Judge Michael Brennan wrote in partial dissent, stating that he would have found for Kluge on his religious accommodation claim. Judge Brennan, while criticizing Supreme Court precedent on what constitutes an “undue hardship” under Title VII’s religious accommodation provision, framed the question at issue as: “Do complaints of offense constitute more than a de minimis cost?” By framing the issue as people “taking offense” at Kluge’s actions rather than that Kluge’s actions caused actual harm to students, the dissent then argues that there were enough disputed facts for the case to have gone to a jury.
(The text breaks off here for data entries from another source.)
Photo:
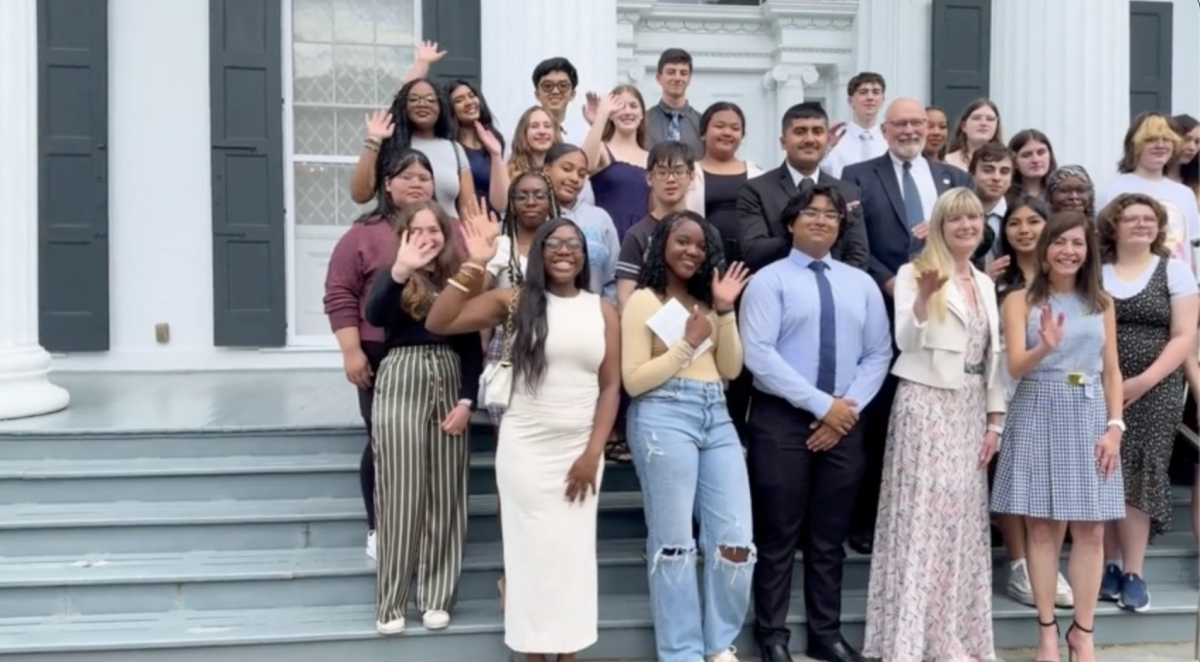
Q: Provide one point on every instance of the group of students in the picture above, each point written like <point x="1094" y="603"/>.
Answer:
<point x="595" y="305"/>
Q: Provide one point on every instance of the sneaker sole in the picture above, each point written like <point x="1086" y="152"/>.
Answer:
<point x="1137" y="609"/>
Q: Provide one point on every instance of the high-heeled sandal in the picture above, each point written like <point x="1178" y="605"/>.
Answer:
<point x="1071" y="648"/>
<point x="499" y="587"/>
<point x="1056" y="632"/>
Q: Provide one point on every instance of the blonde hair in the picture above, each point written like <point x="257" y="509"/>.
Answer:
<point x="1146" y="127"/>
<point x="936" y="256"/>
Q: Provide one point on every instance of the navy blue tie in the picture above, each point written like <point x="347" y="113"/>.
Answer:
<point x="827" y="361"/>
<point x="912" y="206"/>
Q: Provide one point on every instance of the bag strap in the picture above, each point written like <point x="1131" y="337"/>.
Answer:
<point x="509" y="328"/>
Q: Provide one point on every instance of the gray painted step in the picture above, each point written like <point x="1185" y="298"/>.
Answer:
<point x="220" y="477"/>
<point x="85" y="528"/>
<point x="346" y="632"/>
<point x="208" y="443"/>
<point x="231" y="579"/>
The dissent also noted that the Supreme Court recently granted cert in a case that addresses the “undue hardship” standard under Title VII, suggesting that the current framing of the “undue hardship” standard may be on its way out the door. In Groff v. DeJoy, which will be argued next week, the Supreme Court will review two issues: (1) whether the “more than de minimis cost” definition should remain the law for determining if a proposed religious accommodation would impose an undue hardship on the employer, and (2) whether an employer can show an undue hardship solely by showing that the accommodation would burden other employees. Numerous religious groups, religion and employment scholars, a coalition of states, and John Kluge himself have filed amicus briefs arguing for overturning the current “undue hardship” standard, while a group of states, including Massachusetts, as well as civil rights groups has weighed in in support of the current standard.
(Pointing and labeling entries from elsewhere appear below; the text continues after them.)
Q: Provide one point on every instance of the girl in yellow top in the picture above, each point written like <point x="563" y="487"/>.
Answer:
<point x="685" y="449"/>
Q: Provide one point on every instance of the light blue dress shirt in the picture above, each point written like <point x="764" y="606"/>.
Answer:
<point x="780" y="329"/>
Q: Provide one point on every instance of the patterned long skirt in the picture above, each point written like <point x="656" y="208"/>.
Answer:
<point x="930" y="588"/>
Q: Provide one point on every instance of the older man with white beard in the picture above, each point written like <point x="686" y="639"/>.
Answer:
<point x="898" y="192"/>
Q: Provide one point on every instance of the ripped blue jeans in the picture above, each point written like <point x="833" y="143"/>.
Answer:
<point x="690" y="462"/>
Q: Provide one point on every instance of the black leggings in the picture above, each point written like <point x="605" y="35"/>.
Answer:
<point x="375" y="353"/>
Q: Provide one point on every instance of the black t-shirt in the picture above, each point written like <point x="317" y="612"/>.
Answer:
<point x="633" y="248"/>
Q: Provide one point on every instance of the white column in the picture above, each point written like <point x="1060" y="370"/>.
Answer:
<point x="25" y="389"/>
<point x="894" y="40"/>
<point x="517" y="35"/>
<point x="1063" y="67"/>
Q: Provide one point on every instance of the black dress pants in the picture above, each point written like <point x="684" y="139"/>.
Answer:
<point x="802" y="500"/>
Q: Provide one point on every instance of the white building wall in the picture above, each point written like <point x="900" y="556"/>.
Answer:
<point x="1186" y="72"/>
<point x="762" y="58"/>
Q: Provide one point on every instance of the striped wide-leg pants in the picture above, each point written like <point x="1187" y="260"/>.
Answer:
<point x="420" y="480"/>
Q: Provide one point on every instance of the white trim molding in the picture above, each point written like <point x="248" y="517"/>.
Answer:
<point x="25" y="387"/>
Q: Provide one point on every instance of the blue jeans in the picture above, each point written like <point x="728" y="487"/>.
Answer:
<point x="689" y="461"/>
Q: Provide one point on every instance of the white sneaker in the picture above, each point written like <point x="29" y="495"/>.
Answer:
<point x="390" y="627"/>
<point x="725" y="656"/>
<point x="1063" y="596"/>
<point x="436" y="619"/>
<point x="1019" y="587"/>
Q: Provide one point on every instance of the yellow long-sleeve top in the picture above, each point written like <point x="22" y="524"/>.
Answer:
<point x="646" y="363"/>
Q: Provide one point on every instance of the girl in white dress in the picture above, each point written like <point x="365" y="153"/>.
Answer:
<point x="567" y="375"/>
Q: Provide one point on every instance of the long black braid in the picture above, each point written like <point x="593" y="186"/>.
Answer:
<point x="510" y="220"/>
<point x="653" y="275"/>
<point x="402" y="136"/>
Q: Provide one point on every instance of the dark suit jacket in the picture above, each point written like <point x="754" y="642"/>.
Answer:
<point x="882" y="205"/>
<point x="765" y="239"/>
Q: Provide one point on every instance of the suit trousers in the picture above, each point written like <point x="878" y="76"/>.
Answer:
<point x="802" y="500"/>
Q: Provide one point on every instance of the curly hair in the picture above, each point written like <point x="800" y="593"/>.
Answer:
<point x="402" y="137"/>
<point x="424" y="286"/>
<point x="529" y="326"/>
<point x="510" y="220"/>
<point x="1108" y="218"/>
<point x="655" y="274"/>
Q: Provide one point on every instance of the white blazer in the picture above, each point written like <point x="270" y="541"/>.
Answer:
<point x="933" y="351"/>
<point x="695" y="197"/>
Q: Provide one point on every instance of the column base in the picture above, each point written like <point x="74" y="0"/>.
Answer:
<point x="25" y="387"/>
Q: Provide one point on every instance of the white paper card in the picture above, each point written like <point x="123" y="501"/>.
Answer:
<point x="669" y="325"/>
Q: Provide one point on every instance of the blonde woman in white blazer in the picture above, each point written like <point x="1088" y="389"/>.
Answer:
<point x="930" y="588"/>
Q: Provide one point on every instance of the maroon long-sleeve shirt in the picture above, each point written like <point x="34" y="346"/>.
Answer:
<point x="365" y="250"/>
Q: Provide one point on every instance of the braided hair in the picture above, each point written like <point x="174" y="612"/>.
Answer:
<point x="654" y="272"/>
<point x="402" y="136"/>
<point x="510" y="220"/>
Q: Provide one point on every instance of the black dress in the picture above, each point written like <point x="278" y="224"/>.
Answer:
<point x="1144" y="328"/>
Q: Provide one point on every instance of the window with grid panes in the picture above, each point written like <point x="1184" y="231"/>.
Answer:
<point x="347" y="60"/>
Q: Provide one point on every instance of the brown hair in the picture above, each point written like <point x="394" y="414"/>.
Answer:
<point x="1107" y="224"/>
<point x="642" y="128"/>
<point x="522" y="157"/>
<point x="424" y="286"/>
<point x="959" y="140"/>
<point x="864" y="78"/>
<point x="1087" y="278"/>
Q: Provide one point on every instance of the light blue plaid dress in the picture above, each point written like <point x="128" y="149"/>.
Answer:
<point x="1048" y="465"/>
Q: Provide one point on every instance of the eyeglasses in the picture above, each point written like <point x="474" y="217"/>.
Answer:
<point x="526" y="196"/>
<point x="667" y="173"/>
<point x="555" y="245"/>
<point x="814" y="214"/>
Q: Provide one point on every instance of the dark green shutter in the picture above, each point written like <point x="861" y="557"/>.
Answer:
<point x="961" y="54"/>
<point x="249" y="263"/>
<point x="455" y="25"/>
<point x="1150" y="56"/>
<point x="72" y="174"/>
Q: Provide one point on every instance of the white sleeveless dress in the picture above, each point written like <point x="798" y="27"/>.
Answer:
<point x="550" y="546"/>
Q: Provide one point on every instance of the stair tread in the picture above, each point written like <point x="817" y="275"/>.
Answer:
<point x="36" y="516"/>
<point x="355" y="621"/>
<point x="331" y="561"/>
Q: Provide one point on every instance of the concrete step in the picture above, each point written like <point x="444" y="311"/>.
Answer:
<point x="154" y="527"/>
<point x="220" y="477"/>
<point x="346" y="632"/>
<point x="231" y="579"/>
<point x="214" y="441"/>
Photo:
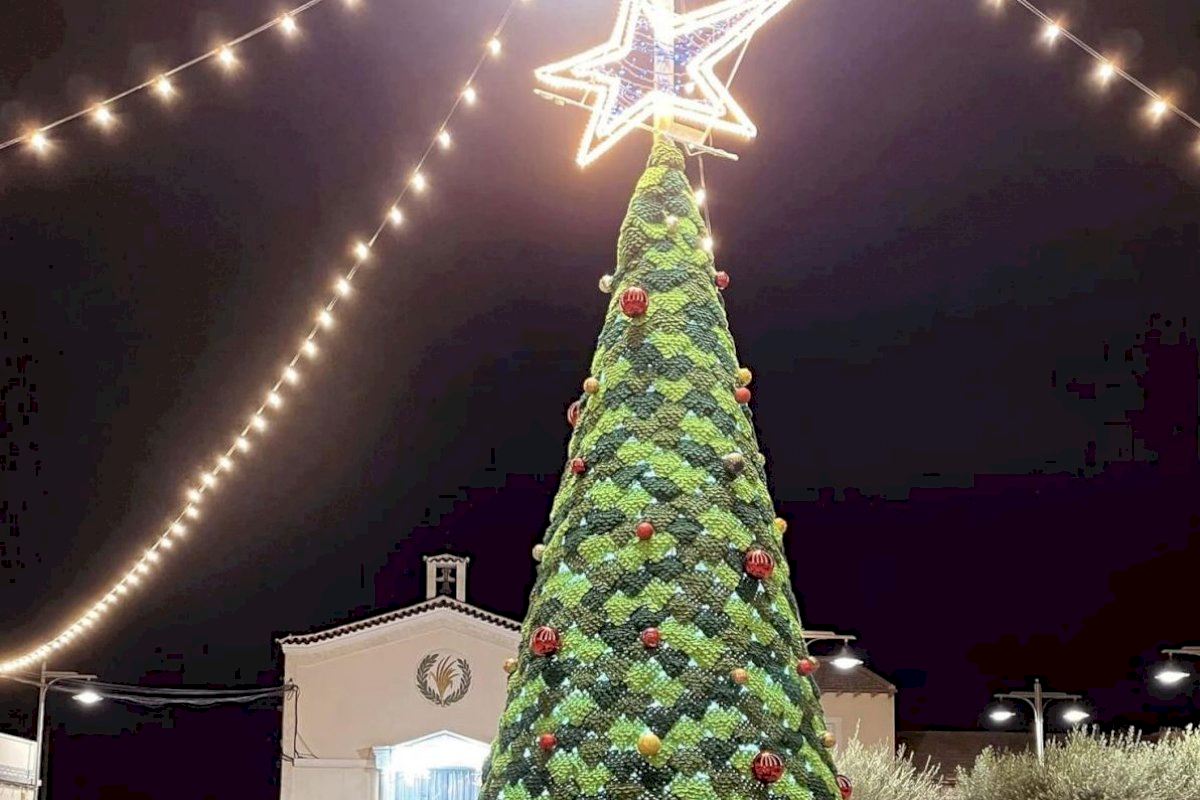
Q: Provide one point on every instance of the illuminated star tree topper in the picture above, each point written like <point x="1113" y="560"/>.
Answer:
<point x="658" y="72"/>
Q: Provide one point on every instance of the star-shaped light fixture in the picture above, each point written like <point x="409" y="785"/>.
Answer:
<point x="659" y="67"/>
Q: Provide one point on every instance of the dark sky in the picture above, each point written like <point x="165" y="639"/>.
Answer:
<point x="936" y="216"/>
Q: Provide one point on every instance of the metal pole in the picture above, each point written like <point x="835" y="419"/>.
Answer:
<point x="39" y="747"/>
<point x="1039" y="721"/>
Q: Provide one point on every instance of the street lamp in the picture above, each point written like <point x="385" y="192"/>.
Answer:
<point x="1173" y="673"/>
<point x="46" y="679"/>
<point x="845" y="659"/>
<point x="1038" y="701"/>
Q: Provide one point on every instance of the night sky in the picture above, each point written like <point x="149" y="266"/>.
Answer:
<point x="937" y="235"/>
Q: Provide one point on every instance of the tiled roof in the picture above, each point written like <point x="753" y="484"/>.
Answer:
<point x="949" y="750"/>
<point x="403" y="613"/>
<point x="858" y="680"/>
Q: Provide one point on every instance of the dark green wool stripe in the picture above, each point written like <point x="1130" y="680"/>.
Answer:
<point x="655" y="435"/>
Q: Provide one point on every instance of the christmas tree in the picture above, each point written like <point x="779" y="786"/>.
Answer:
<point x="663" y="654"/>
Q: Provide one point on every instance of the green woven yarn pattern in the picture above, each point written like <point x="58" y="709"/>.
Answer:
<point x="654" y="437"/>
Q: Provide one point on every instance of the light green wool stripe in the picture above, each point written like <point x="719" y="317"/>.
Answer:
<point x="665" y="665"/>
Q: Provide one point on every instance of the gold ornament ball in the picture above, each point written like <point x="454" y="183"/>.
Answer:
<point x="649" y="745"/>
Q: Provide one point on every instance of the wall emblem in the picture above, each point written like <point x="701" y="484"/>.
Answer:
<point x="443" y="679"/>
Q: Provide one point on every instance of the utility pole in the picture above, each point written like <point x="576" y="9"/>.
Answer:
<point x="45" y="680"/>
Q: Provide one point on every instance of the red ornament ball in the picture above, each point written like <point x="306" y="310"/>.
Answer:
<point x="634" y="301"/>
<point x="759" y="564"/>
<point x="768" y="767"/>
<point x="545" y="642"/>
<point x="652" y="638"/>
Kluge is unquestionably a win for students who want to know that they will be respected at school and that teachers cannot use religion as an excuse to intentionally misgender them. However, since the Supreme Court has decided to review the existing “undue hardship” law, a decision in Groff that changes the standard for showing “undue hardship” could call into question Kluge’s holding. Because Kluge came to the courts as a question of religious accommodation, it also does not address some of the more fundamental legal questions that have been percolating around the country about how antidiscrimination laws protect trans students. Given the explosion of state-level legislation imposing barriers to trans minors’ full participation in society, the ways in which the Constitution and anti-discrimination statutes protect trans students will continue to be fleshed out in the courts over the coming months and years.